Men compete for title
With a strong core of returning players, the Big Green are being noticed for the first time in many years as top contenders for this year's title. However, defending champions, Pennsylvania and always strong Princeton will have something to say about that.
In the preseason poll, the Quakers claimed first place with seven first place votes and 115 points. Dartmouth and Princeton ranked a close second and third with 105 and 104 points respectively.
"It's hard to believe Penn will be that good after losing all those players," all five starters to graduation, Princeton Coach Pete Carril said. "I see the fight for the Ivy League Championship as a dogfight this year."
Carril returns 14 players with league experience including co-Captain Sydney Johnson, who led the team in scoring last year.
Yale Coach Dick Kucher was cautiously optimistic about losing only one player to graduation.
"We're still relatively young although we are returning lots of players," Kucher said. Lucky for Kucher one returner is guard Gabe Hunterton, the league's Rookie of the Year last season. Yale was ranked fifth in the preseason polls.
It was surprising to Penn Coach Fran Dunphy that his squad was pick to repeat despite losing all five starters.
"Replacing the backcourt will be the challenge," Dunphy said. "Besides senior co-Captains Ira Bowman and Tim Krug, we really haven't found the other 3-6 guys to play for the team."
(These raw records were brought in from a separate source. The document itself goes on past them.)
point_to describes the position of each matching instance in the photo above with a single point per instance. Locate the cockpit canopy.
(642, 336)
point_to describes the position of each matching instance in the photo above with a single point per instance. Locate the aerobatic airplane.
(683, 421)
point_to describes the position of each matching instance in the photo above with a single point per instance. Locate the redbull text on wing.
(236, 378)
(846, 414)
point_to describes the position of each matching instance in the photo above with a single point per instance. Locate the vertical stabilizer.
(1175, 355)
Look for freshmen Frank Brown and Paul Romanczuk to play big roles this year for the Quakers. Big Green Fans may remember Bowman's flying thunder dunks during his inaugural visit to Hanover last year.
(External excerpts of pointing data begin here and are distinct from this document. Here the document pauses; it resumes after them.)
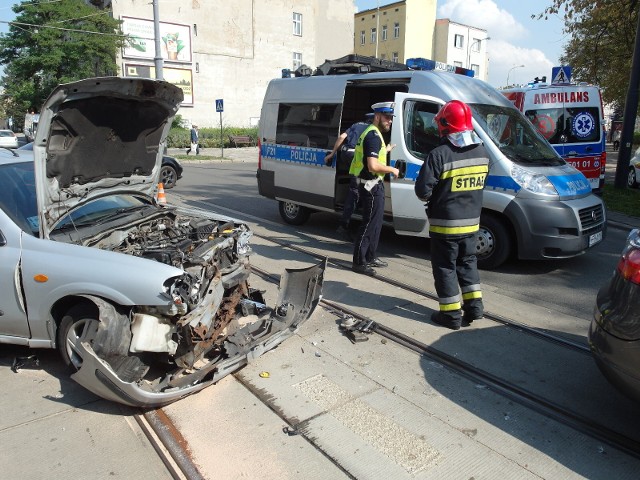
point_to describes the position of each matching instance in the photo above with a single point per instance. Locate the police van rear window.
(307, 125)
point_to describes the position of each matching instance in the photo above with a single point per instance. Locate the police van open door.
(415, 135)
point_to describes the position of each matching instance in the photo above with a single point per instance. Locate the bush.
(209, 137)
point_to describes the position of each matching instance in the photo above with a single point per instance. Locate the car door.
(13, 313)
(414, 135)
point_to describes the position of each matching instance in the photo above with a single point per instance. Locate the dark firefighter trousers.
(455, 269)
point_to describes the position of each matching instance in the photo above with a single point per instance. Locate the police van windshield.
(515, 136)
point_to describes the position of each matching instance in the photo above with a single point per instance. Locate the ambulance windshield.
(515, 136)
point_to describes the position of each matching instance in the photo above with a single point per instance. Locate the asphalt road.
(569, 286)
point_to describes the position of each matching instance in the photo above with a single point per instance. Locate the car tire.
(294, 214)
(80, 324)
(632, 180)
(495, 242)
(168, 177)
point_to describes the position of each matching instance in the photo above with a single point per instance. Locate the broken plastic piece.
(25, 362)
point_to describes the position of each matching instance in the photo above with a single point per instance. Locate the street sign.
(561, 74)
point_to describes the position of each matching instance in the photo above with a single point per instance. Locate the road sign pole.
(221, 137)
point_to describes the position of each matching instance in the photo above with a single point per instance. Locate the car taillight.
(629, 266)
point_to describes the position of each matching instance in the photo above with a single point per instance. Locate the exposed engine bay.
(182, 343)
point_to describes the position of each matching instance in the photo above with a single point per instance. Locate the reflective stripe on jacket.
(451, 180)
(358, 164)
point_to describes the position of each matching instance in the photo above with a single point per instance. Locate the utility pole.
(630, 111)
(156, 33)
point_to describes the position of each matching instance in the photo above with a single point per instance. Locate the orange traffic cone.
(162, 198)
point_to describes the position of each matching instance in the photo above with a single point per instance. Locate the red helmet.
(454, 116)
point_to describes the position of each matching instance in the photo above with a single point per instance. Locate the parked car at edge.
(633, 177)
(614, 335)
(170, 172)
(143, 301)
(8, 139)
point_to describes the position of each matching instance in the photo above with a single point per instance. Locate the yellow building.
(409, 29)
(396, 31)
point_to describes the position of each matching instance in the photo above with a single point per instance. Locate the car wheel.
(293, 213)
(494, 242)
(632, 180)
(168, 177)
(80, 324)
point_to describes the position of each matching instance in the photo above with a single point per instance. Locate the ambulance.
(536, 206)
(570, 117)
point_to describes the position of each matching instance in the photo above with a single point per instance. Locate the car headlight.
(534, 182)
(243, 246)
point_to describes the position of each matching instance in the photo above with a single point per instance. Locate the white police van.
(535, 204)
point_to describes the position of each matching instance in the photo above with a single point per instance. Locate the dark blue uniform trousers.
(366, 244)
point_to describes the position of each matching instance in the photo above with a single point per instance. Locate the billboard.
(180, 77)
(175, 40)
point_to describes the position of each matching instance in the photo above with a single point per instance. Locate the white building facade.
(230, 50)
(462, 46)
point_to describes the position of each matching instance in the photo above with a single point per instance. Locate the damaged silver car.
(147, 303)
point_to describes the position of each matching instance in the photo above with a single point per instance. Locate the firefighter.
(451, 181)
(369, 166)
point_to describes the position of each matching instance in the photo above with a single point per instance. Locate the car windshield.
(101, 210)
(18, 195)
(515, 136)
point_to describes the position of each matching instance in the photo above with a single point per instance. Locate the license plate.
(595, 238)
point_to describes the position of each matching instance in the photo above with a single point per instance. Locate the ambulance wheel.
(294, 214)
(632, 180)
(494, 242)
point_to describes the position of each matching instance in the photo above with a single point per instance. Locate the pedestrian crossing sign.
(561, 74)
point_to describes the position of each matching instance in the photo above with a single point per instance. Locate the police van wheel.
(293, 213)
(494, 242)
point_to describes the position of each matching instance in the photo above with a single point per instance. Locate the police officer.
(451, 181)
(346, 144)
(369, 166)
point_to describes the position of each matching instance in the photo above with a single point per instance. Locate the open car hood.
(100, 136)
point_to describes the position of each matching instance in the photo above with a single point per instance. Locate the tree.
(600, 47)
(50, 43)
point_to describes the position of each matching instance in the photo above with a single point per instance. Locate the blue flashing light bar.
(427, 64)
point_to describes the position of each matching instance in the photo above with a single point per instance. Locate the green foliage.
(601, 42)
(49, 44)
(208, 137)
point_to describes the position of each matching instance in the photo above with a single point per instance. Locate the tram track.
(533, 331)
(505, 388)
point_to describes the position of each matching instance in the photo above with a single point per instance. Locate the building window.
(297, 24)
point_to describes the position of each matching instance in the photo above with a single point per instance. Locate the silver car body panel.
(148, 303)
(97, 136)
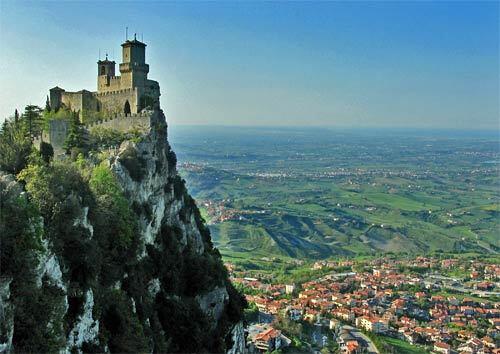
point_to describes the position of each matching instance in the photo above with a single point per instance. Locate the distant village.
(412, 300)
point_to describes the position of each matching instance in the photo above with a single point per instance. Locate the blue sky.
(348, 64)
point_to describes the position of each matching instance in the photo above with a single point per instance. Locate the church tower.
(134, 70)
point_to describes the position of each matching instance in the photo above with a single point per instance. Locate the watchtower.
(134, 70)
(105, 71)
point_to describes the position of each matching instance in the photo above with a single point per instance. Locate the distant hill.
(356, 195)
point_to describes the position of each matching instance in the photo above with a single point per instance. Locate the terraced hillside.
(310, 193)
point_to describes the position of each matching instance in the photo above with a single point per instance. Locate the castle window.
(126, 109)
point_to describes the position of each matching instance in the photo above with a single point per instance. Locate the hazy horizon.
(411, 65)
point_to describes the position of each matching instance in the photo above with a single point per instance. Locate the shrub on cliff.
(15, 146)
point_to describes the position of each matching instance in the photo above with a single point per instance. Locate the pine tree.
(47, 104)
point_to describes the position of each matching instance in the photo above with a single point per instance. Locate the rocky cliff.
(109, 254)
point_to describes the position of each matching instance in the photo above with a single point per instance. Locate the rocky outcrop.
(238, 340)
(155, 284)
(147, 173)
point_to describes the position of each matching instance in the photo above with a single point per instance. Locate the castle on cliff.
(129, 93)
(121, 103)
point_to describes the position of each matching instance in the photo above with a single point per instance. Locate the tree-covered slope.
(107, 252)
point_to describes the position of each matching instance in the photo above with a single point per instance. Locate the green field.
(355, 195)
The Brown Bears, under Coach Frank Dobbs received one first place vote to finish fourth in the preseason poll. The Bears return four starters from last year's third-place team.
"Having five seniors has allowed us to establish a new system early," Dobbs said. Look for All-Ivy first team guard Eric Blackiston and Brian Lloyd to lead the Bears in some fierce battles this year.
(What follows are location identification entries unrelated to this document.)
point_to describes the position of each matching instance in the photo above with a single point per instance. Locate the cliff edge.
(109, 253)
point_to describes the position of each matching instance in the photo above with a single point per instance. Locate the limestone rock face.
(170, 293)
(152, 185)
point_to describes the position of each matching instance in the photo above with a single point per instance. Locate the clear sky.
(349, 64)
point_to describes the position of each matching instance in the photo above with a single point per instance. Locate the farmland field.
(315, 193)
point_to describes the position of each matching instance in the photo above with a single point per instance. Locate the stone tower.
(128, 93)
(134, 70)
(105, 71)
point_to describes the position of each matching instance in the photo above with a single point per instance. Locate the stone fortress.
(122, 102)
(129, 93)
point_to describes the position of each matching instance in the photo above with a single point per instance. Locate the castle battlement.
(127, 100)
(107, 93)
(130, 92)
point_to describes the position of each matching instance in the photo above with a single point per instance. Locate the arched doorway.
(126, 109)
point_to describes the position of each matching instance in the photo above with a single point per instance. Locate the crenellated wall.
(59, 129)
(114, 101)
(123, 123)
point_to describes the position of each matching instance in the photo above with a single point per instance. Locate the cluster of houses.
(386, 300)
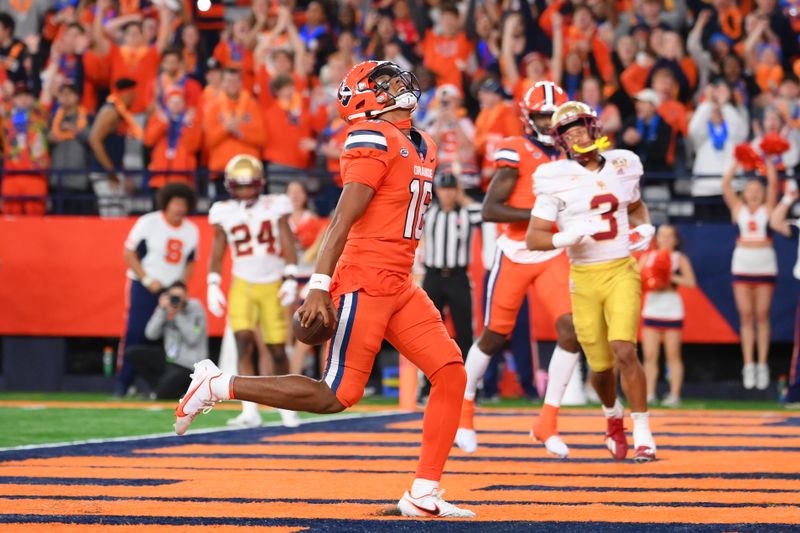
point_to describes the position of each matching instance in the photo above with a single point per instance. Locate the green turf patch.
(39, 425)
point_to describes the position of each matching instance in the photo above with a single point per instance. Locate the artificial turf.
(40, 424)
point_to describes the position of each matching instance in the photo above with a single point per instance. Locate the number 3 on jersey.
(421, 196)
(601, 201)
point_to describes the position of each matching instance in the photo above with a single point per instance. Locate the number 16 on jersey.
(421, 196)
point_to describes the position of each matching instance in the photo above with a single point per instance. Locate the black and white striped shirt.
(448, 235)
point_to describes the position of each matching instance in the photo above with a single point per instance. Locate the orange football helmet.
(361, 95)
(542, 99)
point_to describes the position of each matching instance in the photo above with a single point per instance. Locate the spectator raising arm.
(104, 125)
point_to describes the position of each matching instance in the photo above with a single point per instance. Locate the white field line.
(303, 422)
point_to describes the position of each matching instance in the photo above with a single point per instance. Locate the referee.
(448, 231)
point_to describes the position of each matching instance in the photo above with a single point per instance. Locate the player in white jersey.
(256, 228)
(592, 197)
(160, 250)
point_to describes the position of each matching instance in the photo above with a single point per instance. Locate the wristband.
(563, 239)
(290, 271)
(319, 282)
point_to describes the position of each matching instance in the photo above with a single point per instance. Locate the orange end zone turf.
(717, 471)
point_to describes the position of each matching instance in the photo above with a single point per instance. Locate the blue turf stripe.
(357, 457)
(26, 480)
(365, 144)
(367, 501)
(526, 446)
(356, 133)
(410, 526)
(345, 342)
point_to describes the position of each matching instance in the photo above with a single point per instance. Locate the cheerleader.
(308, 228)
(790, 228)
(754, 267)
(663, 270)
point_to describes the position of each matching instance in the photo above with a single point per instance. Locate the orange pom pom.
(774, 144)
(746, 156)
(657, 271)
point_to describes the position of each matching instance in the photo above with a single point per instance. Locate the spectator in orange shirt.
(68, 136)
(173, 76)
(67, 63)
(673, 112)
(446, 52)
(192, 51)
(24, 131)
(234, 52)
(497, 119)
(454, 134)
(213, 86)
(14, 56)
(592, 95)
(273, 62)
(581, 37)
(174, 136)
(289, 139)
(535, 67)
(135, 59)
(233, 125)
(763, 56)
(112, 126)
(316, 34)
(646, 134)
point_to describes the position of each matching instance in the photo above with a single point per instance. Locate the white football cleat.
(762, 376)
(289, 418)
(199, 398)
(246, 420)
(467, 440)
(749, 376)
(557, 447)
(431, 506)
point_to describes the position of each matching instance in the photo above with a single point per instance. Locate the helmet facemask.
(406, 98)
(581, 154)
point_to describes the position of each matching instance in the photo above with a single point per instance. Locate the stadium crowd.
(104, 89)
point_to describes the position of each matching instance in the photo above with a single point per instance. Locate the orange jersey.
(525, 155)
(379, 252)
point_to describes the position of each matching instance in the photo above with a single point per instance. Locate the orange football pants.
(411, 323)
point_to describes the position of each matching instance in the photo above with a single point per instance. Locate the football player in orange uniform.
(509, 201)
(363, 282)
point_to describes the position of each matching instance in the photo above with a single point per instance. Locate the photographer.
(182, 324)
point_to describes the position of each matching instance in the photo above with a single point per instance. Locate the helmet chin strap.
(407, 100)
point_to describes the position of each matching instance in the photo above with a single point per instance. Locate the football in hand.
(316, 332)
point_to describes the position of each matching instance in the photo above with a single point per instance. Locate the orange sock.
(467, 414)
(546, 425)
(441, 422)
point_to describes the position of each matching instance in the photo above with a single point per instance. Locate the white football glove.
(288, 292)
(215, 298)
(640, 237)
(575, 234)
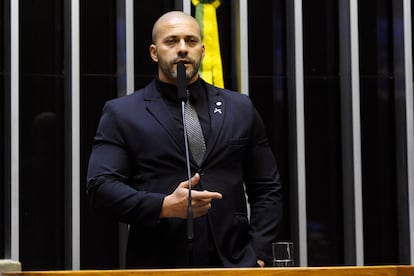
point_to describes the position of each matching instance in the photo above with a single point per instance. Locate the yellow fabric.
(211, 68)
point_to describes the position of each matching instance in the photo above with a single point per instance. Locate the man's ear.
(153, 52)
Coach Frank Sullivan from Harvard and Coach Al Walker from Columbia offered little insight to their teams.
"We're happy with competition at practice," Walker said. Sullivan commented only that Harvard lacks experience, especially in the backcourt.
One of the lighter moments of the interview came from Columbia Head Coach Amond Hill. Hill, the former assistant to Carril at Princeton, is in his first year at the helm of the Lions. He was asked to assess his season to date.
"I'm learning as we go along," Hill said. "At practice, well, I'll not happy with anything. Right now we're trying to get consistency in their work ethic." Hill's Lions were predicted to finish in the basement this season.
Dartmouth's own Faucher, offered some insight, especially on star player Sea Longeran, a unanimous All-Ivy selection last year. "Sea is a thoroughbred," Faucher said. "He's our best player and hardest worker. He takes advantage of the open court transition game and is a great all around shooter."
One slight mishap for the Big Green is the loss of this year's Captain Jacob Capps '96, who has suffered recent knee problems.
"Losing Jacob Capps to arthriscopic surgery this week is a big loss," Faucher said.
The outlook for Capps is still unclear, but with 13 returning letterwinners, the Big Green hope to muster a good replacement until he returns.
"There is enthusiasm on campus for this team," Faucher said as a group of about 30 alumni watched him talk. The enthusiasm stretches beyond the students this year.
About the conference in general, Faucher said it best.
"This is all speculation," he said. "What we have here is improved teams across the board from last year. All this will be solved on the court."
Dartmouth opens up with the Korabel Exhibition Nov. 19 at home.